JRA1.5 - Definition and Implementation of the Infrastructure Area Work Plan - Task Force Service Monitoring
Mandate and expected results
Understand and document the requirements for service monitoring
Identify where new features are required in the EMI software stack to meet these requirements.
Produce a work plan, with time-line, for adding these new features.
Guidelines / Hints
Contact EGI to obtain the requirements (Nagios, etc.)
Contact established and information available about Nagios probes and efforts
EGI presentation at Prague AHM and then discuss how EMI proceeds
Investigate, off-the-self or existing solution that will meet this requirements.
Hand-over discussions with EGI planned end of the week of 2011-02-07
EMI Key Objectives in Context
Short-term: Nagios Probes
Long-term: Investigations of service monitoring in EMI (to be refined)
Information about NAGIOS Probes from EGI (Emir)
During the preparation phase of EMI and EGI it was clearly agreed that the development of Nagios probes, these requiring expertise about a specific software component, would be a responsibility of EMI. EGI would be responsible of the development and maintenance of the rest of the framework needed to collect and display monitoring results. In addition I'm quoting relevant section of EMI DoW: "EMI will investigate and adapt off-the-shelf solutions and develop sensors to be plugged in industry standard monitoring tools, such as Nagios and standard CIM-based tools."

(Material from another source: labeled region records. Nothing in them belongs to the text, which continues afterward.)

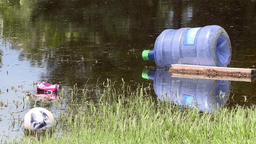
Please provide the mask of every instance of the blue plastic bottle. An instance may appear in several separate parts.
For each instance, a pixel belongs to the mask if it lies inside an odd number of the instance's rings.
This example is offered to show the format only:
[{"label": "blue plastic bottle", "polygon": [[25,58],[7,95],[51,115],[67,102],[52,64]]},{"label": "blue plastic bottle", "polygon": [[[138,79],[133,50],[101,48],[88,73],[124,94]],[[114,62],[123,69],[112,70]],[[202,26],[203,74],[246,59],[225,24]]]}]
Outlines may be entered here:
[{"label": "blue plastic bottle", "polygon": [[159,69],[175,64],[226,67],[231,46],[226,31],[218,26],[169,29],[157,37],[153,50],[144,50],[142,55],[144,60],[154,60]]},{"label": "blue plastic bottle", "polygon": [[229,81],[171,77],[168,70],[144,69],[142,76],[153,81],[161,101],[212,113],[223,107],[231,86]]}]

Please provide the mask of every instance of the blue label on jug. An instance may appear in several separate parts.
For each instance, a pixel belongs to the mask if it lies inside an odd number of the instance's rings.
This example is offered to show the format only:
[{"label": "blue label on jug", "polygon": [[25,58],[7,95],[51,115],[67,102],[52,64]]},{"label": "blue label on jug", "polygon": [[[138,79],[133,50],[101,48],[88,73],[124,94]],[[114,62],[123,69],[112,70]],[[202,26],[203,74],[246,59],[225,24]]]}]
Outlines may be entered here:
[{"label": "blue label on jug", "polygon": [[194,98],[192,96],[186,95],[183,95],[183,100],[184,101],[185,104],[189,106],[196,107],[196,105],[194,103]]},{"label": "blue label on jug", "polygon": [[192,28],[189,29],[186,34],[184,39],[184,45],[193,45],[195,42],[195,38],[197,31],[201,27]]}]

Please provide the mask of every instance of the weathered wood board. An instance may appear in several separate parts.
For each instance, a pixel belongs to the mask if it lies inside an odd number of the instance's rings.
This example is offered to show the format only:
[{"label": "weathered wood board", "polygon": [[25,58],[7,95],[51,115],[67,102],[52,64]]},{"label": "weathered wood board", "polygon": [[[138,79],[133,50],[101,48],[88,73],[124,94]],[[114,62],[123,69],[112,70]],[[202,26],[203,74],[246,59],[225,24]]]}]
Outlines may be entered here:
[{"label": "weathered wood board", "polygon": [[171,76],[251,82],[256,79],[256,69],[172,64]]}]

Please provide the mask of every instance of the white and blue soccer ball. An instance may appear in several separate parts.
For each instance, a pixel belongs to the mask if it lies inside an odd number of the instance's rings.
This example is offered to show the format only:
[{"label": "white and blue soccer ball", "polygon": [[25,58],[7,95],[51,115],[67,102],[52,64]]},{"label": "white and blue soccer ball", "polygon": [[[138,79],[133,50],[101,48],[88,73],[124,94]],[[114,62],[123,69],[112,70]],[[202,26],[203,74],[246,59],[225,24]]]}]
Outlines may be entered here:
[{"label": "white and blue soccer ball", "polygon": [[54,124],[53,115],[42,107],[35,107],[25,115],[23,125],[24,129],[28,131],[44,131],[51,129]]}]

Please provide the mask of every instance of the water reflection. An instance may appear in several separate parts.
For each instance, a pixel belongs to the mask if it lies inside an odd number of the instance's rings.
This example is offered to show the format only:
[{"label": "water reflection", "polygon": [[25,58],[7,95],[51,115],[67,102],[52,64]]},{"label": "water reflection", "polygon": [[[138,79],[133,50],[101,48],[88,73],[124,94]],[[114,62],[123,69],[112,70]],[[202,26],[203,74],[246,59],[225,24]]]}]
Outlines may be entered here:
[{"label": "water reflection", "polygon": [[161,101],[210,113],[225,105],[231,86],[229,81],[172,77],[164,70],[144,70],[142,75],[154,81]]}]

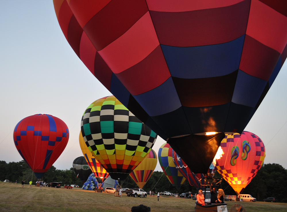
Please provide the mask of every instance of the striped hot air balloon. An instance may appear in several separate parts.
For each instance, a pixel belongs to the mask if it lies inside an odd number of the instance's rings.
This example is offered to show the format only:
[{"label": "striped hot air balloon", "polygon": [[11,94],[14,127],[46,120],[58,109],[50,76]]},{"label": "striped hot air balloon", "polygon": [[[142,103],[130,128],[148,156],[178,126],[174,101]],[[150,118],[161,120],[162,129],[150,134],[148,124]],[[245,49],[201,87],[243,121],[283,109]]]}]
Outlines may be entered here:
[{"label": "striped hot air balloon", "polygon": [[80,132],[79,140],[82,151],[86,160],[93,172],[95,177],[97,178],[98,182],[100,183],[103,182],[109,177],[109,173],[95,158],[89,150],[83,138],[81,132]]},{"label": "striped hot air balloon", "polygon": [[69,136],[68,127],[63,121],[46,114],[22,120],[13,135],[17,150],[39,179],[61,155]]}]

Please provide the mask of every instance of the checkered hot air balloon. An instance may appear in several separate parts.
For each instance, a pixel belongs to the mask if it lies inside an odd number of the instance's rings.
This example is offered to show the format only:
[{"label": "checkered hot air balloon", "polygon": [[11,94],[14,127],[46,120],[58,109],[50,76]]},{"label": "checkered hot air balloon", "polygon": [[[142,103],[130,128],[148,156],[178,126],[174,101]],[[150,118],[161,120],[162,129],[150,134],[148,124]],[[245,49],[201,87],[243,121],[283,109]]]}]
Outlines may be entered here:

During the EGEE org.sam probes were developed and maintained by the SAM team. Funding didn't disappear, the responsibility was shifted to the service developers, i.e. EMI. Regarding the developer leaving, we were simply lucky that the person was around in the first 8 months of EGI project so he practically volunteered to maintain these probes.
However, this was never suppose to be a long term solution as this is not in our workplans.
Effort estimations: During the EGEE, SAM team allocated 1 FTE for development of probes. However, this was basically for developing probes for all services (CE, SRM, WMS) from the scratch. As the probes now exist effort should be smaller as it will cover maintenance and changes which will be caused by changes in monitored services.